How we got to where we’re at with the federal judiciary

I saw this:

Moscow Mitch McConnell didn’t just casually toss the Constitution into the trash on Sean Hannity’s show Thursday when he promised Donald Trump would be in control of his own impeachment hearing. He gloated over his wanton destruction of federal judiciary, laughing at Hannity for saying that he was shocked President Obama left judicial vacancies.

“I’ll tell you why,” he answered. “I was in charge of what we did the last two years of the Obama administration.” Then he laughed.

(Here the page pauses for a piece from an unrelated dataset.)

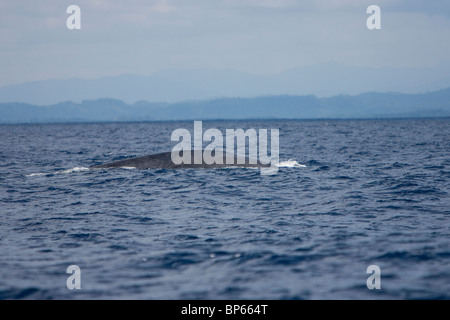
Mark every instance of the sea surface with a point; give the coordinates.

He laughed over the fact that he single-handedly refused to let the Senate advise and consent on President Obama’s judicial nominees. He’s laughing over the fact that he left all those vacancies open for Donald Trump. For Trump. Including a Supreme Court seat.
(Daily Kos)

A quick history lesson. In November, 2013, the Senate ended the 60-vote threshold for approval of judicial picks. They had to do that because Republicans had taken to blocking just about everyone. Had they done it years prior, as they should have, they could have filled a lot more empty judicial seats while they could. Moreover, they did not subsequently make filling those seats a Code Red #1 priority as they also should have.

Then-Senate Judiciary Committee Chair Sen. Pat Leahy (D-VT) continued to allow Republicans to use the hoary Senate tradition of “blue slips” to block nominees. He apparently took for granted, or accepted fulsome assurances, that Republicans would reciprocate if/when things changed. The practices of the “world’s greatest deliberative body,” and all that. (Believe it or not, some pompous old fools continue to intone what’s inside the quote marks, there, in all seriousness.)

As I see it, there are two basic choices, to explain the foregoing. Or maybe it’s some combination of these two.

1. Sen. Leahy, then-President Obama, and plenty of others really were so astonishingly naïve and gullible as to believe that the modern-day GOP would refrain from doing whatever it took to pack the federal judiciary with dangerously extremist kooks, the moment they got the chance.

2. At least some of those same people don’t necessarily object to a right-wing judiciary, lest certain politicians take a measure of power and try to, in their view, “completely tear down the system and remake it.”

You can make up your own mind, if you like, on all of that.

One alternative that I see is to elect a president with the integrity and guts to basically treat everything Traitor Trump has done, including his judicial picks, as essentially null and void. When things have gone very, very wrong, thoughtful, humane people have the right – some would say an imperative – to do what it takes to fix them. You can make up your own mind on that, too.